Argentina won 2-1 to reach the final, but the pre-match story was almost bigger than the game itself. FIFA appointed American referee Ismail Elfath — and it turned out Elfath has never been involved in a Messi loss. Five matches across his career touching Messi’s teams (MLS games, the 2022 World Cup final as fourth official, Inter Miami’s Leagues Cup win), five results in Messi’s favor. That record alone was enough to set English fans off before kickoff.

Then, three minutes in, Enzo Fernández caught England’s Elliot Anderson around the head in a challenge. Elfath gave a free kick — no card. Dave Portnoy’s “how is that not a red?” reaction summed up a wave of online frustration, with fans pointing out the disparity: a foot injury draws a red, an elbow to the head draws nothing. Social media ran hot in real time — “Argentina are getting away with murder here,” one fan wrote mid-match — and Egypt’s Mostafa Ziko resurfaced his “the tournament was rigged” line the same day, tying the two controversies together.

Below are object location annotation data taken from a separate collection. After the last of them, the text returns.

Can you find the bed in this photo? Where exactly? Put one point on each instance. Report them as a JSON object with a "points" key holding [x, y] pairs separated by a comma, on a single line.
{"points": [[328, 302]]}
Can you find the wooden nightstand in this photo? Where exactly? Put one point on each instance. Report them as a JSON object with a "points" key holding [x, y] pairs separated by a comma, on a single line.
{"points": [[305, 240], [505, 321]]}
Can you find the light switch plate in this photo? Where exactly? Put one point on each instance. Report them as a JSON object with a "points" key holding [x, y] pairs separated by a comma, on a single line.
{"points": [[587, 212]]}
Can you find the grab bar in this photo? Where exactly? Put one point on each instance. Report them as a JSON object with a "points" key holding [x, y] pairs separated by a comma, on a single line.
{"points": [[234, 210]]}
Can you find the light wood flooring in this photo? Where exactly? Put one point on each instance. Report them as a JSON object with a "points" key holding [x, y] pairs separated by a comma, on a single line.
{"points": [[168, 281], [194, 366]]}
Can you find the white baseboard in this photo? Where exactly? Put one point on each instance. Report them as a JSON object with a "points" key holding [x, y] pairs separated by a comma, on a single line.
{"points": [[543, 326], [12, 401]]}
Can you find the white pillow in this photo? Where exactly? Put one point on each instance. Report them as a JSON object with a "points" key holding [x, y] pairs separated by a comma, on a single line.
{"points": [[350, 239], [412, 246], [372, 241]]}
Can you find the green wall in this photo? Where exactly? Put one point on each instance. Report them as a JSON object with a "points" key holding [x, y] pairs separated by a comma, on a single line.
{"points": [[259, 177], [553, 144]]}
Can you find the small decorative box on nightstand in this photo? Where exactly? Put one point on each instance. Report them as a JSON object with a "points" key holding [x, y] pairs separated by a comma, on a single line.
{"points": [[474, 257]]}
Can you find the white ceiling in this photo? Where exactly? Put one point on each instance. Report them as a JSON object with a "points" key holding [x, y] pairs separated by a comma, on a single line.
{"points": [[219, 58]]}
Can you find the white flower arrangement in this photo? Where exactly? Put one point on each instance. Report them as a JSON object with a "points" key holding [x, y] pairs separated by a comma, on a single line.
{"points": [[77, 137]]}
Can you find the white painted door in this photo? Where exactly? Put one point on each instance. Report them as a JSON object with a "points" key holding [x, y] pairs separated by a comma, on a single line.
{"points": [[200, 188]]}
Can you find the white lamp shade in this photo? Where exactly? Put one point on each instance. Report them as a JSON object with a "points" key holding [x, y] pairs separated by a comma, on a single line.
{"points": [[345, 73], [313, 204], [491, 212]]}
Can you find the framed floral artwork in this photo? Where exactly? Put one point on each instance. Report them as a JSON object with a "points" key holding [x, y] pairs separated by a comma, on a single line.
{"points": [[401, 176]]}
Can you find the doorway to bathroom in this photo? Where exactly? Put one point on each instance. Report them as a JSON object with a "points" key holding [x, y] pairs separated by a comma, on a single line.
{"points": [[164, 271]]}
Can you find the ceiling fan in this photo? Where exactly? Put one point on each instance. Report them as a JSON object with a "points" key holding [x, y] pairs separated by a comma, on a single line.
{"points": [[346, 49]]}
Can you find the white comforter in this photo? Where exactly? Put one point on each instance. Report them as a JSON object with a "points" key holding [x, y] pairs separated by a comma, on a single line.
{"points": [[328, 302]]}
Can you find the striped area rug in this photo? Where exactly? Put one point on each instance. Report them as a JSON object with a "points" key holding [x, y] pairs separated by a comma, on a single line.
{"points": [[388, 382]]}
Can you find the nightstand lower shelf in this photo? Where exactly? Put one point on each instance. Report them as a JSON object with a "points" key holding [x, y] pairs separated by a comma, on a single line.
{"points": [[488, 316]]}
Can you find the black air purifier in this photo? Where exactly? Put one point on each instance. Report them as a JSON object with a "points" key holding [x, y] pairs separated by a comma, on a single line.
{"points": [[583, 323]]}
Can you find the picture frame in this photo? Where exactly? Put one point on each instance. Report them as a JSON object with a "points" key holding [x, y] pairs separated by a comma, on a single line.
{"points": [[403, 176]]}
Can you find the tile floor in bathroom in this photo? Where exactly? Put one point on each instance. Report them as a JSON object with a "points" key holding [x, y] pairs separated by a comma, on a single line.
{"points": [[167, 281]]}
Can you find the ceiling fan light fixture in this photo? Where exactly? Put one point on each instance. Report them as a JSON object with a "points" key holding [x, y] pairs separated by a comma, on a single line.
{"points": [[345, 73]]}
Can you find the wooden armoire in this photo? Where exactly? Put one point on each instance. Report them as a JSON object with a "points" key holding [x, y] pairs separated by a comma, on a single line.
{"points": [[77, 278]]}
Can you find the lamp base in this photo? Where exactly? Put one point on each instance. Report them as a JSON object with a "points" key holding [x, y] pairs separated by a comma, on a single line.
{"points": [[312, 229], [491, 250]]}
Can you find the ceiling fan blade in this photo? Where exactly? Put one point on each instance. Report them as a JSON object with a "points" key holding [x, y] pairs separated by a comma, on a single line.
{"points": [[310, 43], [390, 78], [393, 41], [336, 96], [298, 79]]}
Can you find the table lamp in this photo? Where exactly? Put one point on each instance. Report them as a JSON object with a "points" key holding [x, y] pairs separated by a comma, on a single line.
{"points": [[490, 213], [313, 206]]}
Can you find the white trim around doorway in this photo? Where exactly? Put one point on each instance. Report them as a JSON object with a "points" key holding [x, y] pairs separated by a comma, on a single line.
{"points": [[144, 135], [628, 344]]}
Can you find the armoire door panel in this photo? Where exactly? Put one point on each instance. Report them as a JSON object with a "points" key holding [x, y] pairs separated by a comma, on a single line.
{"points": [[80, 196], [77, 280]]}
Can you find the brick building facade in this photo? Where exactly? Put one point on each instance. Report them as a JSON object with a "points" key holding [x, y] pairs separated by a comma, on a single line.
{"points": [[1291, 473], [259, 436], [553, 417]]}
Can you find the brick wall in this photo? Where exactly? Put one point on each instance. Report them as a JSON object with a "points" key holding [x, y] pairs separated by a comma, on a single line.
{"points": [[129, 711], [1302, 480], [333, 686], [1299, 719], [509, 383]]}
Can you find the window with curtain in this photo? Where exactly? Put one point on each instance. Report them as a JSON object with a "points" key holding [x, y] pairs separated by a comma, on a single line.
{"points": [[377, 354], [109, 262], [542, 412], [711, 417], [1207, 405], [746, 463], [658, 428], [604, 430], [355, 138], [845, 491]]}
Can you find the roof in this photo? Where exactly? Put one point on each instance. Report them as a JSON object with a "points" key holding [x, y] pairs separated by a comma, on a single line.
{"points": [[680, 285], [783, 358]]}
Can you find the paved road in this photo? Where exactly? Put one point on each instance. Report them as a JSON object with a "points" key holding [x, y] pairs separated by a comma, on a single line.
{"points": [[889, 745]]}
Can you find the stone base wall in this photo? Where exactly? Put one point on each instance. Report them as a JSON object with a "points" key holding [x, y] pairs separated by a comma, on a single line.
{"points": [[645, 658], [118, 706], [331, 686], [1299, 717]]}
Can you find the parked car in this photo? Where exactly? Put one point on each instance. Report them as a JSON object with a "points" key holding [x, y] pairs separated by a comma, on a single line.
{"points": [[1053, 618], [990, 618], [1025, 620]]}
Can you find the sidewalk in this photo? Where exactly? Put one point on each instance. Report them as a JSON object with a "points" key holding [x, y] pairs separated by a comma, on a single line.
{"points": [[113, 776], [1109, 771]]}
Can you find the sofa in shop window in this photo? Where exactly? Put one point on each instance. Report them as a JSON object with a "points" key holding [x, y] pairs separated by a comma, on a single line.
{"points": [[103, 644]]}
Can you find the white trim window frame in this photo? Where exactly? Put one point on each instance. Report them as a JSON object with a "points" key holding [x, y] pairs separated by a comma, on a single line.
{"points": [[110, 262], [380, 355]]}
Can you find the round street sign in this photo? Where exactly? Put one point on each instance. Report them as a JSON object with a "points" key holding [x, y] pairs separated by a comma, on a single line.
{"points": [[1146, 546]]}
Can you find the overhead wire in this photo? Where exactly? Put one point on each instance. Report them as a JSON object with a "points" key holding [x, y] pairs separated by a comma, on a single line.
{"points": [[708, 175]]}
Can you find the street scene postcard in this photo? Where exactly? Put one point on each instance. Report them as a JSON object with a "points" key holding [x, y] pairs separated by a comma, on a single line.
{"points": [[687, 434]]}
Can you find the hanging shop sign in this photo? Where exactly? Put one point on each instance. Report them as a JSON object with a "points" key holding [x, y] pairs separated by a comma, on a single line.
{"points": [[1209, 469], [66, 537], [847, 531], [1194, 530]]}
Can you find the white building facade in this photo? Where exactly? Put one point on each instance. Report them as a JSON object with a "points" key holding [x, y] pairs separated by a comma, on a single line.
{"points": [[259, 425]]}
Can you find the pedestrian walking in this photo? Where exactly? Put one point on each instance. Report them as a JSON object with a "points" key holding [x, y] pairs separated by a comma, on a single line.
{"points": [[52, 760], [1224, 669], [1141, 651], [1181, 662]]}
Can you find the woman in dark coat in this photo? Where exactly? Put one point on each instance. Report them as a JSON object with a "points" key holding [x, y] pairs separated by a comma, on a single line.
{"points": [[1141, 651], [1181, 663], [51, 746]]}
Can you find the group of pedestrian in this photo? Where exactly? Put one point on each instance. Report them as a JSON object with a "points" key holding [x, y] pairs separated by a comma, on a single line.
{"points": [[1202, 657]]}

It’s Not Just Fans Anymore — It’s a Petition

By July 14, an online petition calling for Argentina’s outright disqualification from the World Cup had gathered more than six million signatures. The organizers didn’t mince words, accusing FIFA and match officials of actively favoring Messi and Argentina and asking why the rest of the world should bother competing if the winner’s already been decided. FIFA has not acted on it, and Argentina’s camp has dismissed the idea that officiating could be manipulated at this scale in the VAR era.

FIFA’s Defense

Collina, FIFA’s refereeing chief, has pushed back hard on the bias claims, calling them unfounded and warning that this kind of talk puts real pressure — even threats — on officials and their families. His argument: with this many matches in this short a window, some decisions will always look wrong in isolation, and the honest response is refereeing crews working harder next time, not accusations of a fix.

Where This Leaves Us

Here’s the honest read: none of this proves a fix. Every big call above has a “the letter of the law says X” explanation sitting right next to the “but come on” reaction. That gap — official justification versus what looked obvious to millions of people watching live — is exactly why this story has legs. Argentina have needed a controversial break in three straight knockout rounds to stay alive, and that is either the story of a team living dangerously and getting away with it through resilience and big-moment quality, or it’s the story of a tournament quietly tilted toward its biggest name heading into the send-off of his career. Monday’s final against Spain is the last chance to settle it one way or another — and given the pattern, don’t be shocked if the officiating is still the headline afterward, whatever the scoreline says.